We adopt Group Relative Policy Optimization (GRPO) with token-level loss aggregation, focusing on mathematical reasoning and long chain-of-thought (CoT) tasks.

## Evaluation and Results
We trained and evaluated two models using RLinf:

- RLinf-math-1.5B Model (based on DeepSeek-R1-Distill-Qwen-1.5B)
  - Recommended sampling settings:  `temperature = 0.6`, `top_p = 0.95`

- RLinf-math-7B Model (based on DeepSeek-R1-Distill-Qwen-7B)
  - Recommended sampling settings:  `temperature = 1.0`, `top_p = 0.95`

### Benchmark Results

**1.5B models**. All models except the base model are trained upon DeepSeek-R1-Distill-Qwen-1.5B using RL. 

| Model                                      | AIME 24   | AIME 25   | GPQA-diamond | Average   |
| ------------------------------------------ | --------- | --------- | ------------ | --------- |
| [DeepSeek-R1-Distill-Qwen-1.5B](https://huggingface.co/deepseek-ai/DeepSeek-R1-Distill-Qwen-1.5B) | 28.33     | 24.90     | 27.45        | 26.89     |
| [DeepMath-1.5B](https://huggingface.co/zwhe99/DeepMath-1.5B)                             | 37.80     | 30.42     | 32.11        | 33.44     |
| [DeepScaleR-1.5B-Preview](https://huggingface.co/agentica-org/DeepScaleR-1.5B-Preview)                    | 40.41     | 30.93     | 27.54        | 32.96     |
| [AReaL-1.5B-Preview-Stage-3](https://huggingface.co/inclusionAI/AReaL-1.5B-Preview-Stage-3)                 | 40.73     | 31.56     | 28.10        | 33.46     |
| AReaL-1.5B-retrain*                        | 44.42     | 34.27     | 33.81        | 37.50     |
| [FastCuRL-1.5B-V3](https://huggingface.co/Nickyang/FastCuRL-1.5B-V3)                          | 43.65     | 32.49     | 35.00        | 37.05     |
| [RLinf-math-1.5B](https://huggingface.co/RLinf/RLinf-math-1.5B)                           | **48.44** | **35.63** | **38.46**    | **40.84** |

\* We retrain the model using the default settings for 600 steps. 

**7B models**. All models except the base model are trained upon DeepSeek-R1-Distill-Qwen-7B using RL. 

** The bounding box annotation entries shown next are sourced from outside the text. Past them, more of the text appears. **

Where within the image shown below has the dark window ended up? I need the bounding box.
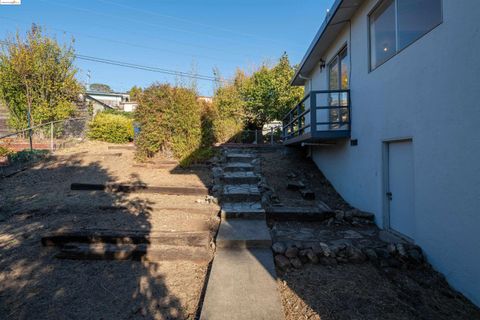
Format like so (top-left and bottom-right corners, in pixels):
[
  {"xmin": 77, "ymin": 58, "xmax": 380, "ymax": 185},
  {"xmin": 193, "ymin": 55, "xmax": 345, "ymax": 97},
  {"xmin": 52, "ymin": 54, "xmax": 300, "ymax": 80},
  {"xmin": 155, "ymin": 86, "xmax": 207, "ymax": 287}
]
[
  {"xmin": 370, "ymin": 0, "xmax": 397, "ymax": 69},
  {"xmin": 397, "ymin": 0, "xmax": 442, "ymax": 50},
  {"xmin": 369, "ymin": 0, "xmax": 442, "ymax": 69}
]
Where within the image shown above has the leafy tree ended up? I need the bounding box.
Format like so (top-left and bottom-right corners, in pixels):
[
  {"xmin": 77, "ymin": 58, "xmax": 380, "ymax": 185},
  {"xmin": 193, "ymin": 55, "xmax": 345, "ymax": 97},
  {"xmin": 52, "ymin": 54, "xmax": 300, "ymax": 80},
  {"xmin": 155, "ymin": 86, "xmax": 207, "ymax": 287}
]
[
  {"xmin": 0, "ymin": 25, "xmax": 82, "ymax": 129},
  {"xmin": 214, "ymin": 54, "xmax": 303, "ymax": 132},
  {"xmin": 239, "ymin": 53, "xmax": 303, "ymax": 128},
  {"xmin": 213, "ymin": 70, "xmax": 246, "ymax": 142},
  {"xmin": 128, "ymin": 86, "xmax": 143, "ymax": 101},
  {"xmin": 90, "ymin": 83, "xmax": 113, "ymax": 93}
]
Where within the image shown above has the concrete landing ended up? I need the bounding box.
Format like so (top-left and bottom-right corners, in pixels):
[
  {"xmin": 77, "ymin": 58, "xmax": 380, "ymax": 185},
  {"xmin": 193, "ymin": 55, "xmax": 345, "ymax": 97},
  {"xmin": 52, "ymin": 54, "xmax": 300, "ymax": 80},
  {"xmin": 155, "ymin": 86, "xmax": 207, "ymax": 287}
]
[
  {"xmin": 216, "ymin": 219, "xmax": 272, "ymax": 250},
  {"xmin": 200, "ymin": 249, "xmax": 283, "ymax": 320},
  {"xmin": 221, "ymin": 184, "xmax": 261, "ymax": 202},
  {"xmin": 223, "ymin": 162, "xmax": 253, "ymax": 172},
  {"xmin": 220, "ymin": 202, "xmax": 265, "ymax": 220}
]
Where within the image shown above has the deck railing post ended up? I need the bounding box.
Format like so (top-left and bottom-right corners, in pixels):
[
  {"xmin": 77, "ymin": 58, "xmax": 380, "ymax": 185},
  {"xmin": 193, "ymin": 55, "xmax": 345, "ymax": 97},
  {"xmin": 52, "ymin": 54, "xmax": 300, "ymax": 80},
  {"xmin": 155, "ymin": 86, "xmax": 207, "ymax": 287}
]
[
  {"xmin": 310, "ymin": 92, "xmax": 317, "ymax": 137},
  {"xmin": 50, "ymin": 122, "xmax": 53, "ymax": 152},
  {"xmin": 297, "ymin": 104, "xmax": 302, "ymax": 135}
]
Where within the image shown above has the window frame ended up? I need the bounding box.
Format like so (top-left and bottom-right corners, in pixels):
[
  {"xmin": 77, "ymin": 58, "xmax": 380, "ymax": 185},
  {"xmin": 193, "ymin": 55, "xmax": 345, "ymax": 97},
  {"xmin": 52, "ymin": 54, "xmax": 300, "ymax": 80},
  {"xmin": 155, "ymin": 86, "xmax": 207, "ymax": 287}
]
[
  {"xmin": 367, "ymin": 0, "xmax": 444, "ymax": 73},
  {"xmin": 325, "ymin": 42, "xmax": 351, "ymax": 90}
]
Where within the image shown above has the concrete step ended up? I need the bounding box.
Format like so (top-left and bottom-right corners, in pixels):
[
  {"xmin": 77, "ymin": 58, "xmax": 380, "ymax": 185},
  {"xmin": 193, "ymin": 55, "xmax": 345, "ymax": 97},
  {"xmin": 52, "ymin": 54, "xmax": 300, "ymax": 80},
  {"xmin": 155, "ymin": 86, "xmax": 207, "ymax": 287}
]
[
  {"xmin": 227, "ymin": 153, "xmax": 255, "ymax": 163},
  {"xmin": 223, "ymin": 162, "xmax": 254, "ymax": 172},
  {"xmin": 200, "ymin": 249, "xmax": 284, "ymax": 320},
  {"xmin": 222, "ymin": 171, "xmax": 260, "ymax": 184},
  {"xmin": 55, "ymin": 242, "xmax": 213, "ymax": 264},
  {"xmin": 220, "ymin": 202, "xmax": 265, "ymax": 220},
  {"xmin": 221, "ymin": 184, "xmax": 262, "ymax": 203},
  {"xmin": 216, "ymin": 219, "xmax": 272, "ymax": 248}
]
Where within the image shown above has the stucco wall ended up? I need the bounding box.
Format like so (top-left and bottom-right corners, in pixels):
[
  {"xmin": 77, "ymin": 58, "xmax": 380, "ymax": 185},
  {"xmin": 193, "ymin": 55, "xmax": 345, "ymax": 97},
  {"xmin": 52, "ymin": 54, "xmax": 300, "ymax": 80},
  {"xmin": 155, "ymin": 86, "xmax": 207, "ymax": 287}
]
[{"xmin": 305, "ymin": 0, "xmax": 480, "ymax": 305}]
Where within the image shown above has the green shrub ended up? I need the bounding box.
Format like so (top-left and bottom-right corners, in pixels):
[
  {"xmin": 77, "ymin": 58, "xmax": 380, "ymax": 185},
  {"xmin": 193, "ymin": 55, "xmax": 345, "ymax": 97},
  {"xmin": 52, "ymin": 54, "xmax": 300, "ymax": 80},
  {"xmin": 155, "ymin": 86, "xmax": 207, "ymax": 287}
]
[
  {"xmin": 213, "ymin": 77, "xmax": 245, "ymax": 143},
  {"xmin": 8, "ymin": 149, "xmax": 49, "ymax": 163},
  {"xmin": 135, "ymin": 84, "xmax": 213, "ymax": 166},
  {"xmin": 88, "ymin": 112, "xmax": 133, "ymax": 143}
]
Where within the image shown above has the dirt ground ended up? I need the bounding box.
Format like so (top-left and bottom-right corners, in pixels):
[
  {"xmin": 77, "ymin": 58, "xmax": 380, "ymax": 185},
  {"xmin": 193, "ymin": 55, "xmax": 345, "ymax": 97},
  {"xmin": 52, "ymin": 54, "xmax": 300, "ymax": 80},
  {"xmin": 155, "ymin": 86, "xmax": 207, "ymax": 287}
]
[
  {"xmin": 0, "ymin": 142, "xmax": 218, "ymax": 319},
  {"xmin": 262, "ymin": 151, "xmax": 480, "ymax": 320}
]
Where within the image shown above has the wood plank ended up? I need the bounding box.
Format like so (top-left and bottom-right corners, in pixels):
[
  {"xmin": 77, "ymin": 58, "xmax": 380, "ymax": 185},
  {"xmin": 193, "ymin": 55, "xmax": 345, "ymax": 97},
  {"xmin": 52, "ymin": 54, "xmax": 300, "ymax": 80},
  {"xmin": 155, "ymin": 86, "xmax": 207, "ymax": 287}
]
[
  {"xmin": 41, "ymin": 229, "xmax": 211, "ymax": 247},
  {"xmin": 55, "ymin": 243, "xmax": 213, "ymax": 264},
  {"xmin": 108, "ymin": 145, "xmax": 135, "ymax": 150},
  {"xmin": 70, "ymin": 183, "xmax": 208, "ymax": 196}
]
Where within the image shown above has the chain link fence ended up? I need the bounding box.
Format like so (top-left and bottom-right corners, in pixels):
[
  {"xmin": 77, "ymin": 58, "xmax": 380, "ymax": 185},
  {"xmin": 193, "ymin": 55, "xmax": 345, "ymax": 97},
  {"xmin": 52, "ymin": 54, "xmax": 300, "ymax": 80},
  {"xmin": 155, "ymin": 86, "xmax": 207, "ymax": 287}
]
[{"xmin": 0, "ymin": 117, "xmax": 89, "ymax": 177}]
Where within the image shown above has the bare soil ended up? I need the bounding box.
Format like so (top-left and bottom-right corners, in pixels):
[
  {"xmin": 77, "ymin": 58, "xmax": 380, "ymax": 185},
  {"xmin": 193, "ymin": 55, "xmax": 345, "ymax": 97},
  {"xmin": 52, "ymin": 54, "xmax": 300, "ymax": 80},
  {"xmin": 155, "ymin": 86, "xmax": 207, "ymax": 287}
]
[
  {"xmin": 262, "ymin": 151, "xmax": 480, "ymax": 320},
  {"xmin": 0, "ymin": 142, "xmax": 219, "ymax": 319}
]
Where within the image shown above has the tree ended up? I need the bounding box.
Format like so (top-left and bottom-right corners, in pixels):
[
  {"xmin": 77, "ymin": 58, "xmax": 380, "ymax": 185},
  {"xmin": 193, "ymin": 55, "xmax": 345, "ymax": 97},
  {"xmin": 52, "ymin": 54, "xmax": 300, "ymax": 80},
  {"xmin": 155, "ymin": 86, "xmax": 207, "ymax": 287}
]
[
  {"xmin": 213, "ymin": 70, "xmax": 245, "ymax": 142},
  {"xmin": 89, "ymin": 83, "xmax": 113, "ymax": 93},
  {"xmin": 128, "ymin": 86, "xmax": 143, "ymax": 101},
  {"xmin": 239, "ymin": 53, "xmax": 303, "ymax": 129},
  {"xmin": 0, "ymin": 25, "xmax": 82, "ymax": 129},
  {"xmin": 213, "ymin": 53, "xmax": 303, "ymax": 132}
]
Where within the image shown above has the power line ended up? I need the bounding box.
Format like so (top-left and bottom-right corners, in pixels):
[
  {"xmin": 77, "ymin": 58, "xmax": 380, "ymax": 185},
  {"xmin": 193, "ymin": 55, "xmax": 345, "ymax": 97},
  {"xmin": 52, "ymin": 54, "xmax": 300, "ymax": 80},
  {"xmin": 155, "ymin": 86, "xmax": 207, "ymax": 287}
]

| Model                                    | AIME 24   | AIME 25   | GPQA-diamond | Average   |
| ---------------------------------------- | --------- | --------- | ------------ | --------- |
| [DeepSeek-R1-Distill-Qwen-7B](https://huggingface.co/deepseek-ai/DeepSeek-R1-Distill-Qwen-7B)  | 54.90     | 40.20     | 45.48        | 46.86     |

| [AReaL-boba-RL-7B](https://huggingface.co/inclusionAI/AReaL-boba-RL-7B)                           | 61.66     | 49.38     | 46.93        | 52.66     |

| [Skywork-OR1-7B](https://huggingface.co/Skywork/Skywork-OR1-7B)                           | 66.87     | 52.49     | 44.43        | 54.60     |

| [Polaris-7B-Preview](https://huggingface.co/POLARIS-Project/Polaris-7B-Preview)                    | **68.55** | 51.24     | 43.88        | 54.56     |

| [AceMath-RL-Nemotron-7B](https://huggingface.co/nvidia/AceMath-RL-Nemotron-7B)                   | 67.30     | **55.00** | 45.57        | 55.96     |

| [RLinf-math-7B](https://huggingface.co/RLinf/RLinf-math-7B)                            | 68.33     | 52.19     | **48.18**    | **56.23** |



## How to Use
Example with Hugging Face `transformers`:

```python
from transformers import AutoModelForCausalLM, AutoTokenizer

model_name = "RLinf/RLinf-math-7B"
tokenizer = AutoTokenizer.from_pretrained(model_name)
model = AutoModelForCausalLM.from_pretrained(model_name, device_map="auto")

prompt = "Solve: If x^2 + 2x + 1 = 0, what is x?"

inputs = tokenizer(prompt, return_tensors="pt").to(model.device)
outputs = model.generate(
    **inputs,
    max_new_tokens=512,
    temperature=1.0,   # recommended for 7B
    top_p=0.95
)

print(tokenizer.decode(outputs[0], skip_special_tokens=True))
```

## License
This code repository and the model weights are licensed under the MIT License.